The core contribution of this study lies in achieving personalized and precise electricity retail package recommendations. Firstly, an adaptive IDPC model improved by Particle Swarm Optimization (PSO) is proposed to objectively identify similar users and form homogeneous user groups, overcoming the subjectivity of conventional clustering methods. Secondly, a dynamic multi-attribute group decision-making framework integrating user weights, attribute weights, and time weights is constructed, incorporating trapezoidal fuzzy numbers to address the fuzziness and heterogeneity of evaluation information, thereby better capturing the complexity of user cognition and behavior. Furthermore, the proposed framework applies the Multi-Criteria Compromise Ranking Method (MCRM) to comprehensively evaluate trade-offs between group utility and individual satisfaction for each candidate package, producing a full ranking of package recommendations that balances collective benefit and personalized relevance. The case study results demonstrate that the proposed method achieves superior recommendation accuracy and consistency compared to benchmark approaches, confirming its effectiveness in enhancing decision support for electricity retailers.

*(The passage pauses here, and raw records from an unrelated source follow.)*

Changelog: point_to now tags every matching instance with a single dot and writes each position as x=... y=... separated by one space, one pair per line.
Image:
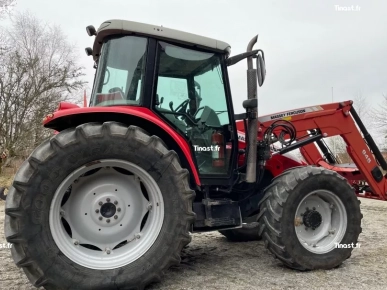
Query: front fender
x=139 y=116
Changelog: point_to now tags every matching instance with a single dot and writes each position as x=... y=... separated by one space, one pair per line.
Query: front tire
x=305 y=213
x=62 y=197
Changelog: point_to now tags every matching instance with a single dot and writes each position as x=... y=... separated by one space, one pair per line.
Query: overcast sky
x=309 y=46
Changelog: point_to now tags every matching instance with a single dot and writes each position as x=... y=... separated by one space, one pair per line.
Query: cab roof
x=125 y=27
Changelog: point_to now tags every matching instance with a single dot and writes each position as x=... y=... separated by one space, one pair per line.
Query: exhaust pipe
x=251 y=164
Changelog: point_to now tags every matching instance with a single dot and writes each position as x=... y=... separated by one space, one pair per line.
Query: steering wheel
x=108 y=76
x=182 y=108
x=115 y=90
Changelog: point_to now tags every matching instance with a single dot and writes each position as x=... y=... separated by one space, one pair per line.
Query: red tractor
x=110 y=201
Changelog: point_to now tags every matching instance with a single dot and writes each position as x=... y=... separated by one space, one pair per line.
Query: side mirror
x=261 y=68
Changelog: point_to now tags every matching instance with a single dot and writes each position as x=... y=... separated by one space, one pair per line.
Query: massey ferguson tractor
x=111 y=199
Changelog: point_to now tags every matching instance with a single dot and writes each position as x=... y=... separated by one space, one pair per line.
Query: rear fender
x=138 y=116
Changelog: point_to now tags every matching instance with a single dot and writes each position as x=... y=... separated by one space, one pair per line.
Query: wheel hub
x=320 y=221
x=312 y=219
x=110 y=217
x=108 y=210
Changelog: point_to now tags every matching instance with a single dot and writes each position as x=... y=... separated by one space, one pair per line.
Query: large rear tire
x=100 y=206
x=306 y=212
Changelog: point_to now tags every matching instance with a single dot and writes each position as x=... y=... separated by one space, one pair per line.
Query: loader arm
x=336 y=119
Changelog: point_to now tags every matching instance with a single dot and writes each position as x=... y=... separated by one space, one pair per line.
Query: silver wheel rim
x=115 y=211
x=320 y=221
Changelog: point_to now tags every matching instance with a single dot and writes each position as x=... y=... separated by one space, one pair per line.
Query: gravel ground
x=210 y=262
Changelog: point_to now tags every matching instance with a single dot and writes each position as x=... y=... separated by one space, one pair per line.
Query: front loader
x=367 y=173
x=111 y=199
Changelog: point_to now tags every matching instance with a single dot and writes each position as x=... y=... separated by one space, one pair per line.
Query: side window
x=173 y=90
x=115 y=78
x=212 y=92
x=191 y=97
x=120 y=72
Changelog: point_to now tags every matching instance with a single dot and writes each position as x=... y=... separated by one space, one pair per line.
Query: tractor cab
x=180 y=77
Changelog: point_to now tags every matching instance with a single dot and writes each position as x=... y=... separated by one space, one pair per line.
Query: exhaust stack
x=251 y=164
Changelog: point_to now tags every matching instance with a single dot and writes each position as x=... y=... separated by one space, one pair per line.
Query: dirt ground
x=210 y=262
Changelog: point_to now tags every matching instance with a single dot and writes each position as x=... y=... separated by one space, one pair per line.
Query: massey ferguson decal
x=289 y=113
x=241 y=136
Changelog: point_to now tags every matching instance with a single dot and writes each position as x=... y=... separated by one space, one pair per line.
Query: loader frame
x=367 y=174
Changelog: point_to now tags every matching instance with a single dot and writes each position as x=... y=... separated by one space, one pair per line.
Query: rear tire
x=296 y=234
x=29 y=224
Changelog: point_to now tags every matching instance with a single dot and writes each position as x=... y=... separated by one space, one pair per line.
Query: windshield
x=120 y=73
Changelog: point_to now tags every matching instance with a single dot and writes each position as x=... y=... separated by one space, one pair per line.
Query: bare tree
x=37 y=71
x=5 y=6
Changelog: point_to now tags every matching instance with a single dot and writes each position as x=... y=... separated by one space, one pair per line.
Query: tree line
x=38 y=69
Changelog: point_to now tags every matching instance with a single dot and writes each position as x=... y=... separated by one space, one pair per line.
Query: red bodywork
x=276 y=165
x=334 y=120
x=67 y=109
x=331 y=119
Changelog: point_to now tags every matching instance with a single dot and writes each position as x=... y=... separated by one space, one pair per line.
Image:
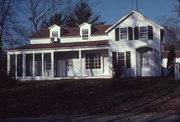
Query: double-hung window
x=143 y=34
x=122 y=59
x=54 y=34
x=93 y=61
x=123 y=33
x=85 y=34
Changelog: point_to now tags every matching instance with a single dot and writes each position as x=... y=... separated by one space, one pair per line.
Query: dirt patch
x=90 y=97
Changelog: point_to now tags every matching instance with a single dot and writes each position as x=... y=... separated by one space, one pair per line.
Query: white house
x=89 y=51
x=165 y=52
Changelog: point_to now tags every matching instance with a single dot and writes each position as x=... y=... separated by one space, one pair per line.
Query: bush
x=117 y=71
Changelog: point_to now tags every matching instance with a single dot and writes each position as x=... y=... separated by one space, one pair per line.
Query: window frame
x=54 y=35
x=120 y=33
x=140 y=36
x=121 y=58
x=93 y=60
x=85 y=34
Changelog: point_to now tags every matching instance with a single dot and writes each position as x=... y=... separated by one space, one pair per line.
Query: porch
x=59 y=63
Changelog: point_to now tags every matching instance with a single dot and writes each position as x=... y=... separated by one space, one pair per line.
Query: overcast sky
x=113 y=10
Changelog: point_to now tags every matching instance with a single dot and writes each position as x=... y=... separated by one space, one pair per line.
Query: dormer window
x=123 y=33
x=143 y=34
x=85 y=34
x=54 y=34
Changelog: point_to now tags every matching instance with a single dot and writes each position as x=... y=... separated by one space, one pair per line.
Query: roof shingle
x=62 y=45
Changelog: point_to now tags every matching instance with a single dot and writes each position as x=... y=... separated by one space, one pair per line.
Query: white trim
x=15 y=65
x=130 y=13
x=84 y=24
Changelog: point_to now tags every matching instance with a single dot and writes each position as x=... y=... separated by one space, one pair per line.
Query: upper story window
x=85 y=34
x=54 y=34
x=123 y=33
x=143 y=34
x=93 y=61
x=122 y=59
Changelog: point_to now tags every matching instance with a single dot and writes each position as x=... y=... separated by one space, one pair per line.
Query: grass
x=91 y=97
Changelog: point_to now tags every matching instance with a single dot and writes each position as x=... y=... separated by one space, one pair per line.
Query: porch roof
x=62 y=45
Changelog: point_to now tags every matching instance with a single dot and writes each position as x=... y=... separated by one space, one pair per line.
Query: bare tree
x=40 y=10
x=11 y=30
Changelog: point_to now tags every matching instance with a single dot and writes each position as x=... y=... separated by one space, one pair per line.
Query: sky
x=112 y=10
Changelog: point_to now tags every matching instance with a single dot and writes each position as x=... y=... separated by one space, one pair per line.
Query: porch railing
x=177 y=71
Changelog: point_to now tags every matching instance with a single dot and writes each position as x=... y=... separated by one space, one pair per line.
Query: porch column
x=33 y=68
x=52 y=64
x=80 y=60
x=8 y=63
x=110 y=62
x=42 y=64
x=24 y=65
x=15 y=65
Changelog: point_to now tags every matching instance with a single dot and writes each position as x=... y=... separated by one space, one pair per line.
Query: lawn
x=91 y=97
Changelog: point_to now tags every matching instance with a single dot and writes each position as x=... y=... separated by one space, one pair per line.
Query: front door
x=147 y=63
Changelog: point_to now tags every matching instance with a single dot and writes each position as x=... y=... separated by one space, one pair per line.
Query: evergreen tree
x=171 y=59
x=57 y=19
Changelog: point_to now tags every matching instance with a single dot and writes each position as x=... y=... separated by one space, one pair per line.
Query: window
x=123 y=33
x=123 y=59
x=12 y=65
x=85 y=34
x=38 y=64
x=54 y=34
x=93 y=61
x=143 y=32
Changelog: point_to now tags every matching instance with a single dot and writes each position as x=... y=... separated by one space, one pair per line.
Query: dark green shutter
x=128 y=59
x=161 y=34
x=150 y=32
x=130 y=32
x=136 y=33
x=117 y=34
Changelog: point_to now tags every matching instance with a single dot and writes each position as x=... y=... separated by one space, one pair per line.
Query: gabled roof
x=62 y=45
x=84 y=24
x=129 y=14
x=71 y=31
x=53 y=26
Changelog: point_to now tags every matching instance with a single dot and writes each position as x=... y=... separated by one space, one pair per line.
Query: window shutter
x=136 y=33
x=114 y=58
x=150 y=32
x=161 y=34
x=117 y=34
x=130 y=33
x=128 y=59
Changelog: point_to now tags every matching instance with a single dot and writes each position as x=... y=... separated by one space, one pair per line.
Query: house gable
x=130 y=19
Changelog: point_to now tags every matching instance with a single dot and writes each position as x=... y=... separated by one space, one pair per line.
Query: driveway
x=100 y=118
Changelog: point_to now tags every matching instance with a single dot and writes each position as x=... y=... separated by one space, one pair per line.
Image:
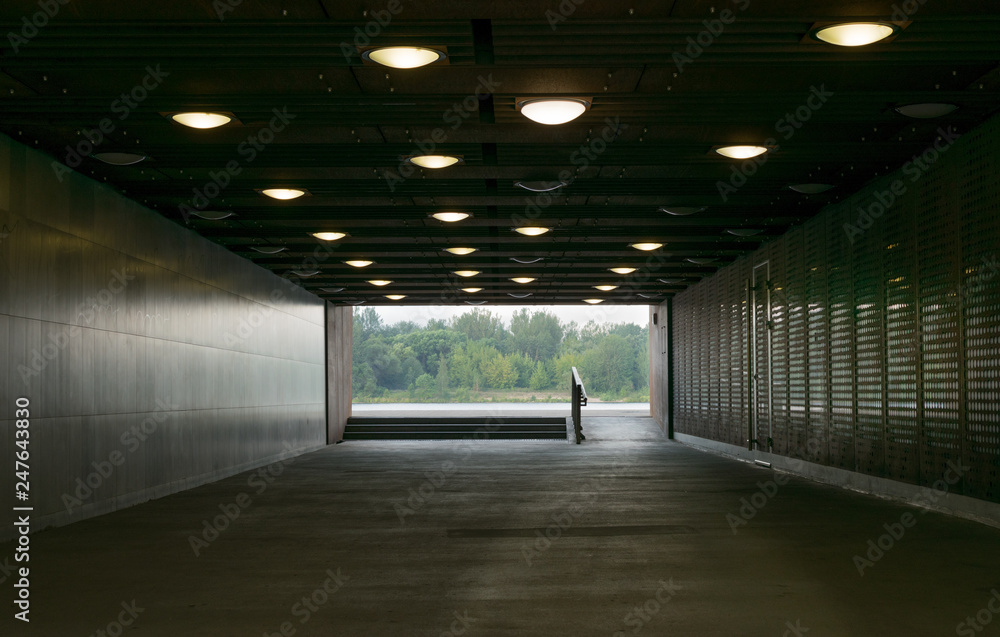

Future research can be extended in several directions. First, user behavior prediction and load dynamic modeling should be integrated to enable adaptive updating of user profiles and similar user groups, thereby better addressing the time-varying characteristics of electricity markets. Second, additional psychological, environmental, and personalized factors should be introduced to enhance the interpretability and applicability of the model. Third, cold-start strategies based on broader market data should be explored to tackle recommendation challenges for newly registered users or scenarios with sparse evaluation data, thereby improving the generalization capability and practical applicability of the framework.